To model "missingness," one needs to ask, "why is the data missing?" Consider the case of "Missing Completely At Random" (MCAR), where the fact a datum is missing does not depend -- and hence is not predictable -- from the rest of the data. It's as if darts were thrown at random to eliminate some data. Of course, we believe that the missing values are predictable in the rest of the data; that's why imputation makes sense. Imputation solves this problem by learning a model of the missing values from the existing data.

In other cases, the fact that the data is missing is meaningful and can be considered a separate binary-valued variable. See [Koller, 2009] Chapter 19 for a complete discussion. But back to MCAR.

A common practice in tabular data is filling the gaps in each column with zero, mean, or median of that data column. In time-series datasets, repeating or interpolating forward, backward, or both directions is also common. These algorithms, along with more advanced methods such as MICE, are suitable for a handful of cases, especially for missing-completely-at-random (MCAR) and missing-at-random (MAR) patterns.

EDDI – A Deep Learning for Missing Value Imputation

Microsoft's research team at Cambridge developed a technology based on a partial VAE algorithm, allowing Missing Value Prediction by using probabilistic Deep Learning. The code is open source as a part of the Data-Efficient Decision-Making project on this link.

The team also developed an easy-to-use API, which is currently in private preview. If you are interested in evaluating the API for your scenario, please email the team at azua-request@microsoft.com. The API is easy to use, thus speeding up the process, it is scalable, and it eases the requirement to have deep domain expertise. It also works with different types of data (e.g., continuous values and categorical data) and can handle different missingness patterns.

Applying EDDI to Multivariate Timeseries

Multivariate time series data consist of multiple concurrent time-dependent variables, and each variable depends not only on its past values but also on the present and past values of other variables. We need to model this temporal aspect explicitly as predictive features. Comparing EDDI and linear imputation for multivariate timeseries, EDDI is a great choice when our use-case meets the following conditions:

• There is strong inter-variable predictability between input features
• The time series data can be characterized by time embedding/fold representations
• The missing type is either missing-completely-at-random (MCAR) or missing-at-random (MAR)

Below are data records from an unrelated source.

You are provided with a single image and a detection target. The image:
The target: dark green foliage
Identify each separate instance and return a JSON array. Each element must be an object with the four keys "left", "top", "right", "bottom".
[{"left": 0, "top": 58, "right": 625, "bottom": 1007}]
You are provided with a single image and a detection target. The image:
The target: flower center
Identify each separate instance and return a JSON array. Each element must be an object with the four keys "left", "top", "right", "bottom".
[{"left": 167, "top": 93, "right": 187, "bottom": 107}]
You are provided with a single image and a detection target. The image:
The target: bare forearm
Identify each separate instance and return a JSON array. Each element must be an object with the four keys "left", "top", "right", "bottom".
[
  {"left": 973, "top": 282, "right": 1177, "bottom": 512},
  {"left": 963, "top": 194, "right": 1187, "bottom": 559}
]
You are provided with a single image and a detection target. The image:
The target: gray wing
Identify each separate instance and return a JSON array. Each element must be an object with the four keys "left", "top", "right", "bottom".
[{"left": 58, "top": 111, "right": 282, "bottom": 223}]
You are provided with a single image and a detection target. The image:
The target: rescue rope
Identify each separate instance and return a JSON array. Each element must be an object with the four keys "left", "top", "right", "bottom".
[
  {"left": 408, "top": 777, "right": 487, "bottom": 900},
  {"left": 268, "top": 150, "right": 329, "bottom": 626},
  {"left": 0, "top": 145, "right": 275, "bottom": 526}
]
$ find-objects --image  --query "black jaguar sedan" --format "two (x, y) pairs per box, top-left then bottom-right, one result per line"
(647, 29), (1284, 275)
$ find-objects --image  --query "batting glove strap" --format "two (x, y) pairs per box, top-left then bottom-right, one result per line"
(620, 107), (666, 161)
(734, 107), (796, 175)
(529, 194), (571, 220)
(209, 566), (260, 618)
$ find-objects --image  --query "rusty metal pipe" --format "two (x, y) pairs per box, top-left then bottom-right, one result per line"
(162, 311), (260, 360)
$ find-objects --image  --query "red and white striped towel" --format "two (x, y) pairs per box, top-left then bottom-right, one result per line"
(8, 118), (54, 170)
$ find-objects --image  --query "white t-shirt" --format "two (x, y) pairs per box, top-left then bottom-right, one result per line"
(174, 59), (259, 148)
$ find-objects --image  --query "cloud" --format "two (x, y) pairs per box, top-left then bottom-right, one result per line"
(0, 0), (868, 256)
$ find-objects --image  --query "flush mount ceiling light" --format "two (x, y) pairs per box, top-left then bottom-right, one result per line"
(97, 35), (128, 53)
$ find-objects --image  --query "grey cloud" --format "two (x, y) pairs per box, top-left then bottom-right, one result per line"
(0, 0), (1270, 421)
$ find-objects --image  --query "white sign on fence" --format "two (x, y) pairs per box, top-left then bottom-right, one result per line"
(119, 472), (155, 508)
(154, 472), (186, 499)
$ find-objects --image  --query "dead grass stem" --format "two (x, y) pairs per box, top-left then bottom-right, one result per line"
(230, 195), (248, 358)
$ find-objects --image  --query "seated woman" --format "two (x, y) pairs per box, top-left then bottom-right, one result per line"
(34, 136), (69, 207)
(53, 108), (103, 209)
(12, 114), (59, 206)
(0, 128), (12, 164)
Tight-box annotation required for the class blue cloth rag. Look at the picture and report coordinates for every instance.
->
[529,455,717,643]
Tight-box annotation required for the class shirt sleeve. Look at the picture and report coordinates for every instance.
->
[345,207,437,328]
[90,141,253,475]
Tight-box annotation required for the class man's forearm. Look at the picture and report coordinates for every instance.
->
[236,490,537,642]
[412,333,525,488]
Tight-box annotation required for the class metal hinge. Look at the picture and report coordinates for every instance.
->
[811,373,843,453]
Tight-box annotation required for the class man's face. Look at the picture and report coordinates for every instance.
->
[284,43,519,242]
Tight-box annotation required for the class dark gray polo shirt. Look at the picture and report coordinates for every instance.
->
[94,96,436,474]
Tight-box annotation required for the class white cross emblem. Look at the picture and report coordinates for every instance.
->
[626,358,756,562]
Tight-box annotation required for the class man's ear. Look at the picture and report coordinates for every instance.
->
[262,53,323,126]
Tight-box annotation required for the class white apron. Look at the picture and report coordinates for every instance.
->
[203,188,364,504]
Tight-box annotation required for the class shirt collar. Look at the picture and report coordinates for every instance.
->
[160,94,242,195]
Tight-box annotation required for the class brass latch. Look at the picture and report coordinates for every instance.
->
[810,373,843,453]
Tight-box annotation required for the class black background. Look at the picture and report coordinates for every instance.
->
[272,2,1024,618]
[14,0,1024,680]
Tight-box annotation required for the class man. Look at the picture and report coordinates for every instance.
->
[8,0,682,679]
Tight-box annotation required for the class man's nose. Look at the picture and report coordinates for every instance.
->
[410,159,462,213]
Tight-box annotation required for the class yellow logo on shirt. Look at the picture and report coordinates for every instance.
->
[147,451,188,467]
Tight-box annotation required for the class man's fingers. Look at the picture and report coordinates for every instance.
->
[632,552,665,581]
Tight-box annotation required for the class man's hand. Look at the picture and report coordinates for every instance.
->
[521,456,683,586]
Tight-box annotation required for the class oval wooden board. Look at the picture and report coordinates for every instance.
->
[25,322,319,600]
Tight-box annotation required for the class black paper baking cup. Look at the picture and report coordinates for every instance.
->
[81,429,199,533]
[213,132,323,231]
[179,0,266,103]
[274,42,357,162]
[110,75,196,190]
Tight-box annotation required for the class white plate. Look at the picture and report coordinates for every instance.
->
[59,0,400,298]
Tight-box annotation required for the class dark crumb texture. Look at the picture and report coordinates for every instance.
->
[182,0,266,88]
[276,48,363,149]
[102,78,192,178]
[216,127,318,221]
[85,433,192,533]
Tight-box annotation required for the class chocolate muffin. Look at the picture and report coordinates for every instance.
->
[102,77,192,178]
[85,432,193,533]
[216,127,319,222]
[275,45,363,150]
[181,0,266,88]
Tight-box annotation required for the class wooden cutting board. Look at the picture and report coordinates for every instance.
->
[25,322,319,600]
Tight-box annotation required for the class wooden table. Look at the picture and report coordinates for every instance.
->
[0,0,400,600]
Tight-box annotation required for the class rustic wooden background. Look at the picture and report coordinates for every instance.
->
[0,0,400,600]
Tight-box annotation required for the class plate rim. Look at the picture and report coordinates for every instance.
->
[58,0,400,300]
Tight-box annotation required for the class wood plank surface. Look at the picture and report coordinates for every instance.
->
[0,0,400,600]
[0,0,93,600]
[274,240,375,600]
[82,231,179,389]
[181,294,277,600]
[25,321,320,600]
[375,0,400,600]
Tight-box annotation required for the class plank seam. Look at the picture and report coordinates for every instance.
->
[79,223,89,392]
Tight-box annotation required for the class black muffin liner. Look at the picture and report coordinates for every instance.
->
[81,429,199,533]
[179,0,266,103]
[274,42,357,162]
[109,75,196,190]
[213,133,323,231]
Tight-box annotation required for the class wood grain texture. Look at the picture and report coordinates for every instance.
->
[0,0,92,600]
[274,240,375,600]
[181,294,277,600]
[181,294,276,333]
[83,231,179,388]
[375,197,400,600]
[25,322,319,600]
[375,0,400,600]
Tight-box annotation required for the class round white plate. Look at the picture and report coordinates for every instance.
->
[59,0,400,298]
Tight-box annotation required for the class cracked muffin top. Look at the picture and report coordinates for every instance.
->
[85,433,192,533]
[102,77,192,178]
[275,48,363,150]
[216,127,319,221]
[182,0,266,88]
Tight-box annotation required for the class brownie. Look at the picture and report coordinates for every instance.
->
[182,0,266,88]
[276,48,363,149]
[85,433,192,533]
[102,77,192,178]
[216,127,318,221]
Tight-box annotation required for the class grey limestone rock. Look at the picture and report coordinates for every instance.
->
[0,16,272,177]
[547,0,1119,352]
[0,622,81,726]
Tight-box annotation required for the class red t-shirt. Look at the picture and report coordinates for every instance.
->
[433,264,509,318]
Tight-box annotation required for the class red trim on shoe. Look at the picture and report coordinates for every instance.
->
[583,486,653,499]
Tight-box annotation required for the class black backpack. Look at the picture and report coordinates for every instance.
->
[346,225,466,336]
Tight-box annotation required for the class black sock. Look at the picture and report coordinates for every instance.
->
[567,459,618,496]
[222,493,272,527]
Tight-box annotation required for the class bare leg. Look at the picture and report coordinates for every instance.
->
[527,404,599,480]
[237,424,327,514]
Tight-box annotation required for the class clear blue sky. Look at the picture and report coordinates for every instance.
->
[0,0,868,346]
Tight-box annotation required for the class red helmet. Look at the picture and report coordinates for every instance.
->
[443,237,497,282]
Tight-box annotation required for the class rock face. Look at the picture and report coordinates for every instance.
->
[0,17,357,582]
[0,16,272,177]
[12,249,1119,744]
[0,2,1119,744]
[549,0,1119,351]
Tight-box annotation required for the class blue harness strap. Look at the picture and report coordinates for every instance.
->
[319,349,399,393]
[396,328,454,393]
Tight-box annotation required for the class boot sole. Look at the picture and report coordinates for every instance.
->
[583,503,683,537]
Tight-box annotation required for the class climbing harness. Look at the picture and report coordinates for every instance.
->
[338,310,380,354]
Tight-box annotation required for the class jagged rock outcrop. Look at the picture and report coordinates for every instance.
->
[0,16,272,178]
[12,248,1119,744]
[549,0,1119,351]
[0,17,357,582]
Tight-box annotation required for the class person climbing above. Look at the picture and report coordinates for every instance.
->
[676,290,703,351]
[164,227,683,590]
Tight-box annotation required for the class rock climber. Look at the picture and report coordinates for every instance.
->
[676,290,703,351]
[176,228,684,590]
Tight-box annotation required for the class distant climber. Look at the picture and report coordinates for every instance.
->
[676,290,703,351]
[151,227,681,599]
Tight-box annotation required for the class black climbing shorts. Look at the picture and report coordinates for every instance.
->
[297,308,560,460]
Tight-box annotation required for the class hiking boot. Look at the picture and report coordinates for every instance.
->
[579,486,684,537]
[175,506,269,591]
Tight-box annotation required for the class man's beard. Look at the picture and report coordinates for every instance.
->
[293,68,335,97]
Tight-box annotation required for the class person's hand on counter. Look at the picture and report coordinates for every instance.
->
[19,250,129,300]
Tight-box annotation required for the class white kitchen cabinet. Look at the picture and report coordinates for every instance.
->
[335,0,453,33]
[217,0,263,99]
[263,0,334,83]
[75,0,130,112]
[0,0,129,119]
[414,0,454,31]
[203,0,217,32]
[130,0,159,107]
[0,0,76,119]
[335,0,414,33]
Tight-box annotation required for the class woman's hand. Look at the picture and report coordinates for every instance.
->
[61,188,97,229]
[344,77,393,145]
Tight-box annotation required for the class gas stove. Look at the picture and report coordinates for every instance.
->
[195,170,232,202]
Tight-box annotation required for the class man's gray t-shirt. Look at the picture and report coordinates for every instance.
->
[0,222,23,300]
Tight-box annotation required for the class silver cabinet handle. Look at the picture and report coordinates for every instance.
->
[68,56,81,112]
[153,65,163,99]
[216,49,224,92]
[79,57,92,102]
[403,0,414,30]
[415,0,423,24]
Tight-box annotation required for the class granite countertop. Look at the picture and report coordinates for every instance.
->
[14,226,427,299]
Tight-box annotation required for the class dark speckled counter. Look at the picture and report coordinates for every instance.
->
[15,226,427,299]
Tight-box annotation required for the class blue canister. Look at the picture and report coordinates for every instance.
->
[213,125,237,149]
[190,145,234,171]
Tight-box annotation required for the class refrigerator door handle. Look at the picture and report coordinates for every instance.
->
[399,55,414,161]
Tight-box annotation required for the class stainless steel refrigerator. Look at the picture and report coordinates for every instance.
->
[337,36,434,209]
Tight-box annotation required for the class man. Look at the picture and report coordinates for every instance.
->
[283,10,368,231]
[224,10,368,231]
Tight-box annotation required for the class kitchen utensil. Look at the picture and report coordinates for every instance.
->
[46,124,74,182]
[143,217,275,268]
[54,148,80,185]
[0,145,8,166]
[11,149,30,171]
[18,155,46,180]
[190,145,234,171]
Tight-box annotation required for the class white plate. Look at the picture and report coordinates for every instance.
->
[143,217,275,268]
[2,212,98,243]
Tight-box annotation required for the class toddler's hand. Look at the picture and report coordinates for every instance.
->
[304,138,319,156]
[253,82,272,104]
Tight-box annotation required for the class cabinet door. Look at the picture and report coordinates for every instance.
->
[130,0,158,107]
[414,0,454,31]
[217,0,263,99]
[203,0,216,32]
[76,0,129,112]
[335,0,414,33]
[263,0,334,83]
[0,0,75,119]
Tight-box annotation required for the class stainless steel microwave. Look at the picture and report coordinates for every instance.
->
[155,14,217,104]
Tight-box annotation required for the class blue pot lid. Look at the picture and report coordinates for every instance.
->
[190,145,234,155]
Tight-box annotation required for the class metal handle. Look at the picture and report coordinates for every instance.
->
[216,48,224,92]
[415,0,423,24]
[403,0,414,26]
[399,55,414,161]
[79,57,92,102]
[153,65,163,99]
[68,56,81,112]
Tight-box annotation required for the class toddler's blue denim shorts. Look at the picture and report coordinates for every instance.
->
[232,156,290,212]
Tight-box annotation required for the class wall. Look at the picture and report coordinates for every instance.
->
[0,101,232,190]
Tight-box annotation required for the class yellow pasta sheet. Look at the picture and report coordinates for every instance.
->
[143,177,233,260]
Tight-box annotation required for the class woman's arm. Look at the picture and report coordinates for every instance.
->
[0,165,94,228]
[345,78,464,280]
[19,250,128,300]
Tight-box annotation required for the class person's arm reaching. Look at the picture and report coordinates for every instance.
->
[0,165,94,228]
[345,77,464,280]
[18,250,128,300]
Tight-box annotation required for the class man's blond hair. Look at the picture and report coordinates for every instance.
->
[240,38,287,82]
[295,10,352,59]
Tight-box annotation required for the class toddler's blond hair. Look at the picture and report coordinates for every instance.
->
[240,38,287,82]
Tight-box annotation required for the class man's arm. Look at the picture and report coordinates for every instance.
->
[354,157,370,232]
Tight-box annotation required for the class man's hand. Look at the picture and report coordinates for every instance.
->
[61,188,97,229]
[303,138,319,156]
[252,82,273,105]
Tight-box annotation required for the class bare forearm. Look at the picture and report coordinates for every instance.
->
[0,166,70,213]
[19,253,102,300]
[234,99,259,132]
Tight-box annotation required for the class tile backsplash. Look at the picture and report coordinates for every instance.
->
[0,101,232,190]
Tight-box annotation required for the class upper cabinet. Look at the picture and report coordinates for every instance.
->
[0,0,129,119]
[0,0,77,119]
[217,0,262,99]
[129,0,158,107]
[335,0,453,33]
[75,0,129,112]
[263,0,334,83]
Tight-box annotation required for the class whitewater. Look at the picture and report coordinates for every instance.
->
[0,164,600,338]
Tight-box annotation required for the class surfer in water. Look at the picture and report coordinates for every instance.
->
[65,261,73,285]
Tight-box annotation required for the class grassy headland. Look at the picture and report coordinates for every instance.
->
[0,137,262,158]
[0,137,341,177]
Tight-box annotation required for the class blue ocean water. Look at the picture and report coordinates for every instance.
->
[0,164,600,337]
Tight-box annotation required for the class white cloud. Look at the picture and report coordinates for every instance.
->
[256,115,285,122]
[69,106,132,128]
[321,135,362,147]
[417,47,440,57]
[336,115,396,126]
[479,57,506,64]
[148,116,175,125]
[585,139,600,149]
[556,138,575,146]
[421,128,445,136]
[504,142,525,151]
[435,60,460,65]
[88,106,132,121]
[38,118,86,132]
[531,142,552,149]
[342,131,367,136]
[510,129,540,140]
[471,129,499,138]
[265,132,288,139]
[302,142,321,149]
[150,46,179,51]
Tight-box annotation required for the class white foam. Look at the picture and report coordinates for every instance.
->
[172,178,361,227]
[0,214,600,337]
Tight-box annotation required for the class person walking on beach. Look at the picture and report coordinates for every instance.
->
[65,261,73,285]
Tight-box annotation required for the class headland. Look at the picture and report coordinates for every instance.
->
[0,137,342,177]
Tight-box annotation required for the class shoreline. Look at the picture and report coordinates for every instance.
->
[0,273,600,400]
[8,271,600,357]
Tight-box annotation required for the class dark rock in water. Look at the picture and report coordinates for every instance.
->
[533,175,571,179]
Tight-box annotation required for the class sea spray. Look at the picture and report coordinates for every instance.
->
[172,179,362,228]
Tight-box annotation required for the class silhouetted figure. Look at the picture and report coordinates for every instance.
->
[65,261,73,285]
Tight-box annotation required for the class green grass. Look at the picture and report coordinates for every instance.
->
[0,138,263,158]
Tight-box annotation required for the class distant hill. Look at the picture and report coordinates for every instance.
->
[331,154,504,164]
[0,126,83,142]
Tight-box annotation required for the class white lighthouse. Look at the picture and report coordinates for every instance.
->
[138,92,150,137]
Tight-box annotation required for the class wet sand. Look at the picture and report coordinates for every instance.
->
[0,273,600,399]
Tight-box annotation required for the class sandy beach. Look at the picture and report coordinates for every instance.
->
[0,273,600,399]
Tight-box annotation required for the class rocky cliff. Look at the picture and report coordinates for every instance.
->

Showcase: Soft Sensor Modeling

Soft sensor modeling is an interesting multimodal time series use case that aims to model the behavior of a physical sensor network mathematically. A solution template for soft-sensor modeling on Azure is discussed in this blog post. In this section, we add missingness to their scenario and use EDDI to do the imputation. The dataset originated from a sulfur recovery unit (SRU) of a refinery plant in Italy [paper]. You can find the complete explanation of the use-case and dataset on this post and download the datasets from this link. The values are per-minute samples captured from five sensors.

Data missingness

The dataset we are working on is clean, with no missing parts. We intentionally selected that to have a clear ground truth for our experiments and evaluation. The following two are likely scenarios in a real sensor environment:

• Missing random values: a value is not captured due to an interruption, or the sensor reads a corrupted value. We randomly masked the sensor values at a 0.007 rate to imitate that.
• Missing a chunk: a sensor is corrupted for a period of time; on top of prior random masking, we discuss this scenario using a chunk mask for one of the sensors.

The missing type in the above scenarios are typically MCAR or MAR, which justifies the usability of EDDI. There are other missingness scenarios that we are not discussing here; for example, when values are not saved due to compression or when sensor readings are not aligned or have different reading rates. EDDI helps us impute the missingness and have a nice full dataset for the downstream task.

EDDI API

EDDI API is similar to the next best question API discussed in this blogpost before. It only involves the first two steps for an imputation task:

• Train: Using a sample dataset (with its missing values):

1. Input: training data file (features, CSV format) and control file (JSON format)
2. Output: model-id

•  Batch Inference: Impute the missing values for the full dataset

1. Input: model id, inference datafile (features, CSV format)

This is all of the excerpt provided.